Mi capitò perciò di essere inviata in rappresentanza della FUCI a uno degli incontri ecumenici promossi da Maria Vingiani. Ne ebbi un’impressione straordinaria sia per gli argomenti dibattuti, fino ad allora del tutto ignorati, sia soprattutto per la personalità di Maria. Mi apparve di un’energia incredibile, piccola di statura, minuta, tutta fuoco. E parlava con vivacità e passione, quasi mossa da un’urgenza interiore, di argomenti che io apprendevo per la prima volta e di cui via via scoprivo l’importanza e l’attualità.
Ne rimasi molto affascinata e partecipai sempre molto volentieri a questi incontri, tanto che Maria, sempre protesa a diffondere l’interesse per il cammino ecumenico, mi invitò a partecipare alla prima sessione estiva del SAE organizzata alla Mendola. Fu per me un’altra esperienza straordinaria, di quelle che ti segnano nella vita: venire a contatto con personalità significative, cattolici e di altre confessioni cristiane, ascoltare interventi di grande livello che esprimevano l’ansia dell’unità partendo da esperienze storiche diverse e contrastanti, l’impegno per una ricerca delle comuni radici, il rapporto con l’ebraismo erano la scoperta di un mondo ancora sconosciuto, ma tanto ricco di promesse. Non sentii mai usare il termine conversione verso la chiesa cattolica, mentre appresi il senso delle parole chiese sorelle.
Nel passare degli anni, Maria si conservò sempre cosí, appassionata e tenace pur in mezzo a difficoltà e talvolta a delusioni, in un ambito visto con sospetto non solo dal magistero cattolico. Tornata a Genova dopo l’esperienza della FUCI, tra il lavoro, la famiglia e un po’di impegno politico non ebbi piú la possibilità di partecipare alle iniziative del SAE nazionale per un lungo periodo.
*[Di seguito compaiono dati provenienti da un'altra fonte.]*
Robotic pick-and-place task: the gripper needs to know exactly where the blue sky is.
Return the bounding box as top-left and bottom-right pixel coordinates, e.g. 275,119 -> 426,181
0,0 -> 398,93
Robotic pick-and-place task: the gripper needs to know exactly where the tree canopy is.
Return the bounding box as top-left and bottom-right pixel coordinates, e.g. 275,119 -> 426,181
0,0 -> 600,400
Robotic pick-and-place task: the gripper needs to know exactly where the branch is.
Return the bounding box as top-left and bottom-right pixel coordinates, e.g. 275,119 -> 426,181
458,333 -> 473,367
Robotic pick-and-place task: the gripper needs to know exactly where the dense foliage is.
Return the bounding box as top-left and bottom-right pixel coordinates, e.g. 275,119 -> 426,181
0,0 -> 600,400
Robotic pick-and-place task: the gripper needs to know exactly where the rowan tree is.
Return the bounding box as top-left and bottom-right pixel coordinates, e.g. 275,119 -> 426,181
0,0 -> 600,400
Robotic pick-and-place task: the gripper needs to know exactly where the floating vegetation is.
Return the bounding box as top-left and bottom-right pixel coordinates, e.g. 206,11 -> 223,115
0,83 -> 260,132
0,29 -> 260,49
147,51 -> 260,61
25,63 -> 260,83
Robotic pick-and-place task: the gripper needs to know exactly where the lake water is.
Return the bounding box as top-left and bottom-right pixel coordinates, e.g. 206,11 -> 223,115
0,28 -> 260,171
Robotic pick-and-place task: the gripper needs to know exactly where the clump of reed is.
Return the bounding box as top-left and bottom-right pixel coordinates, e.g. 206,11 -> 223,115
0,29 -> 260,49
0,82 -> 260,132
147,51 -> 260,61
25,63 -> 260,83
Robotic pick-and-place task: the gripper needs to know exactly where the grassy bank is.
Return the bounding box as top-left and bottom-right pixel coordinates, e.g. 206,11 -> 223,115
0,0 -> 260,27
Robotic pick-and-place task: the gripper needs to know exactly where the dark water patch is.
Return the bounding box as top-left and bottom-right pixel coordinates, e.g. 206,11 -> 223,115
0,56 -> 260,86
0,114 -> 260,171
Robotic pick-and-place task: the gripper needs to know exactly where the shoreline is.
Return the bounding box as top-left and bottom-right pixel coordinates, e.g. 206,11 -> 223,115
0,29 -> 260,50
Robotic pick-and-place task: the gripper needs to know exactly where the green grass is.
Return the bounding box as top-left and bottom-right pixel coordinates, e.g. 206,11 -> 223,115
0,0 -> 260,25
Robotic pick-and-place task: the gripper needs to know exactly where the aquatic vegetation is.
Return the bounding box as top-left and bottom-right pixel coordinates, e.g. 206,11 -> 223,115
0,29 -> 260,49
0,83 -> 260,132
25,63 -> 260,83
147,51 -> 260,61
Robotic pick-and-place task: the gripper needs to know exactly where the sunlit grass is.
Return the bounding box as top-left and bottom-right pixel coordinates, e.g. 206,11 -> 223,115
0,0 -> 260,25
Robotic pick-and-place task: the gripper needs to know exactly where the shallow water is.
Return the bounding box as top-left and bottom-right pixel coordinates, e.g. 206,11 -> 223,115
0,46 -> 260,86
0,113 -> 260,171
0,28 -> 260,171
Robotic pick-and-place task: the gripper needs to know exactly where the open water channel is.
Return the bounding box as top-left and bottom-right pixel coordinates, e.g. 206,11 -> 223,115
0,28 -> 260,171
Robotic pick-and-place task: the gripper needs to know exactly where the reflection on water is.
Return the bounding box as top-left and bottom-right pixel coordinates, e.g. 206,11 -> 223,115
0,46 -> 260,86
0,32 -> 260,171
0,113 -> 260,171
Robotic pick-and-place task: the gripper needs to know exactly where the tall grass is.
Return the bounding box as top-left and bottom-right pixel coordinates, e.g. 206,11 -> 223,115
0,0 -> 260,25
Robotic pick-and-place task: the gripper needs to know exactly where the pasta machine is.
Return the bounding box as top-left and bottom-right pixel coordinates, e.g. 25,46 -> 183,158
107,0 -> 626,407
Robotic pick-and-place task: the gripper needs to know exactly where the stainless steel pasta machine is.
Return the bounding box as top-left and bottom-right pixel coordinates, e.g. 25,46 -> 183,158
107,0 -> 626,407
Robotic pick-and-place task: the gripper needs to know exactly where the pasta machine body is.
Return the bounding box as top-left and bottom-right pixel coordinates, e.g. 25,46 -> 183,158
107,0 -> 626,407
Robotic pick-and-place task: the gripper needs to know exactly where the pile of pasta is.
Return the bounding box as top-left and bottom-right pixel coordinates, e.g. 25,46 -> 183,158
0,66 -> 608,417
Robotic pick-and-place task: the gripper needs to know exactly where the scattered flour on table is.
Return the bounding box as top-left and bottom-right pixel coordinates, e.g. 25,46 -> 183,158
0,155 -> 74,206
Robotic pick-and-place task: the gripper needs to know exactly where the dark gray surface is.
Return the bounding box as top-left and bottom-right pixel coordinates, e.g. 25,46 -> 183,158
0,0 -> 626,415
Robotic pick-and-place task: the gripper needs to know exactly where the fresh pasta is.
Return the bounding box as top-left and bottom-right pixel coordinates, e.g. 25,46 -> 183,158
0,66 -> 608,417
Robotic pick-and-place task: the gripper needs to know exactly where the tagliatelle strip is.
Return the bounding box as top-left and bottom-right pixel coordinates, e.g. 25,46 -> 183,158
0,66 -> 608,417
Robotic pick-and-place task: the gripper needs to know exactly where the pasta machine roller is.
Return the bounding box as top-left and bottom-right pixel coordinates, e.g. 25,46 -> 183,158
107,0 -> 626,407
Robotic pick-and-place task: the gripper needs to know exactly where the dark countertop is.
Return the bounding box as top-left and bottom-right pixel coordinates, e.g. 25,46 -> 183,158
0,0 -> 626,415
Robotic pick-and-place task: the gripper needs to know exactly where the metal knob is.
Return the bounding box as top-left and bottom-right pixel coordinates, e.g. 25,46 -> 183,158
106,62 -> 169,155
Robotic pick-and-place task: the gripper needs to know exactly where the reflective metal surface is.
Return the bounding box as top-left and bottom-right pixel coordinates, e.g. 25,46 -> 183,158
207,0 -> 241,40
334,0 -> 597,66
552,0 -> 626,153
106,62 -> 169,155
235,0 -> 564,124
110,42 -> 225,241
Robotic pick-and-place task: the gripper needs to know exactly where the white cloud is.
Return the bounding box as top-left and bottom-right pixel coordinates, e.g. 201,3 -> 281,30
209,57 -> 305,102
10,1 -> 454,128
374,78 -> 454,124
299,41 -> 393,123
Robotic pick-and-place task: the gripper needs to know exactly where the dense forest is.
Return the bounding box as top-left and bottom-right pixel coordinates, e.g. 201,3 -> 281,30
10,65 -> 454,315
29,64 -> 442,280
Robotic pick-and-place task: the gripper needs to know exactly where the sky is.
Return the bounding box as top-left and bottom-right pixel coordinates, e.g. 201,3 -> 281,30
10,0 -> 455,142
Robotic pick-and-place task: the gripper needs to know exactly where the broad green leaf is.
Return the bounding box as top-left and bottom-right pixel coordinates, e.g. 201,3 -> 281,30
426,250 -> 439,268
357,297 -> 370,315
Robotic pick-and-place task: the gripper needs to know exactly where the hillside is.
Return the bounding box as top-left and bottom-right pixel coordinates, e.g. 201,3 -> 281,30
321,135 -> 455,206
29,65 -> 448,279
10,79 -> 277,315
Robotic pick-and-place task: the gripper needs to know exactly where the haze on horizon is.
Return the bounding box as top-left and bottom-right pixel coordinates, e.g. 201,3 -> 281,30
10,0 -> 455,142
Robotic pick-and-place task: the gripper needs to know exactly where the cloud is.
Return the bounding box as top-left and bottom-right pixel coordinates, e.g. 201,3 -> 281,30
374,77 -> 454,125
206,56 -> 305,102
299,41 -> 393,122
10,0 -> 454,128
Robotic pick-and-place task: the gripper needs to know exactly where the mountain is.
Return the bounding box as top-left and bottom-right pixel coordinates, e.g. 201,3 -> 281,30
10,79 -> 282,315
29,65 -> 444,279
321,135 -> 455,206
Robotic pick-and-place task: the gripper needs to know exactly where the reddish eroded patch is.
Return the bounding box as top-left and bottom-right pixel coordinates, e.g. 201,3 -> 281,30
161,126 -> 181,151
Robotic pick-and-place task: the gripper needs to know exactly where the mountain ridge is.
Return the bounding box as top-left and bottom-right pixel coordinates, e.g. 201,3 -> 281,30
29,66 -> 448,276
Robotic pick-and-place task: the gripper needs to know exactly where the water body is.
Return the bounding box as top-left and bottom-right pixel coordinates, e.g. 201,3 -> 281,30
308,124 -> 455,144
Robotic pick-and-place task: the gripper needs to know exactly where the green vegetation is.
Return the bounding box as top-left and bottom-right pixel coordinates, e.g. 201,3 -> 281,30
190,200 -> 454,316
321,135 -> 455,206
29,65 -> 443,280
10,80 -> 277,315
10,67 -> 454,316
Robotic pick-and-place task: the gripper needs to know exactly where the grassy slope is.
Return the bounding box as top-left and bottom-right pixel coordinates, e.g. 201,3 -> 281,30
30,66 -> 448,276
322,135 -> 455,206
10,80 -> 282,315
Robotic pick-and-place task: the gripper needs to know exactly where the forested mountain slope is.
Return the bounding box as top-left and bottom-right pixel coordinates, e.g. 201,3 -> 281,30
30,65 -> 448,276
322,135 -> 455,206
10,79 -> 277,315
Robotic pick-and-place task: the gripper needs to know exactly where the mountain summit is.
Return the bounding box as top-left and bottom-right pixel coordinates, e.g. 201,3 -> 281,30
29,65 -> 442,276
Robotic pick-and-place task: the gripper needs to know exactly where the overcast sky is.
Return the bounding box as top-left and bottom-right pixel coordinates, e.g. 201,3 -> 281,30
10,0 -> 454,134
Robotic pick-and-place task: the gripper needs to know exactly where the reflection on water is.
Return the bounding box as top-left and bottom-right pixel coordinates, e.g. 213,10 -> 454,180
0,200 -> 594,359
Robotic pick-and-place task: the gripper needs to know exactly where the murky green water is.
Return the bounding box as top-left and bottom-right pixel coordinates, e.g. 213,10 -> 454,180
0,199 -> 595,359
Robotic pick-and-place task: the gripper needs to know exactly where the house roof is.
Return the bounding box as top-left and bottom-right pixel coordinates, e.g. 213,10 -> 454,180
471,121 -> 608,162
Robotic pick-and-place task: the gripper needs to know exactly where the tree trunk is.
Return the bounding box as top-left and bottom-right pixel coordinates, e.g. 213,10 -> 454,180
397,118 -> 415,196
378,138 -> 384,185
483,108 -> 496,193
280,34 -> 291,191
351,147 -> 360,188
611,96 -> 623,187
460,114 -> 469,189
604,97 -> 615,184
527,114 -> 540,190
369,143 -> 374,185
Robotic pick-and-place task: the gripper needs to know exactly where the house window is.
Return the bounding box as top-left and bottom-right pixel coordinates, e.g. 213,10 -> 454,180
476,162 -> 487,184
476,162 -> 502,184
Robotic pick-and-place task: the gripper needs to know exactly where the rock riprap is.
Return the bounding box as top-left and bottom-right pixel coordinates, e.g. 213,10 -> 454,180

Negli ultimi anni della presidenza Vingiani potei tuttavia riprendere i contatti in qualche convegno ed ebbi il piacere di ritrovare Maria cosí come la ricordavo: sempre appassionata, sempre energica e volitiva, testimone di una grande fede e di una vera e propria vocazione. Sempre molto riservata sulla sua vita privata e sulla sua spiritualità, aperta all’amicizia e alle relazioni, totalmente impegnata per il fine che riteneva essenziale per la chiesa universale: l’unità dei cristiani, in risposta all’esortazione di Gesú, nel rispetto delle diverse tradizioni frutto di riflessioni teologiche e di vicende storiche.
Negli ultimi vent’anni Maria Vingiani, ormai quasi centenaria, si era ritirata dall’attività, ma non dall’interesse per il cammino ecumenico, rimanendo per tutti quelli che l’hanno conosciuta un punto di riferimento. La cultura dell’ecumenismo si è certamente diffusa anche grazie alle relazioni di amicizia stabilite fra diverse esperienze religiose e alle iniziative promosse e sollecitate dal SAE che ha preparato e accolto le aperture di Francesco verso nuove speranze pastorali e dottrinali.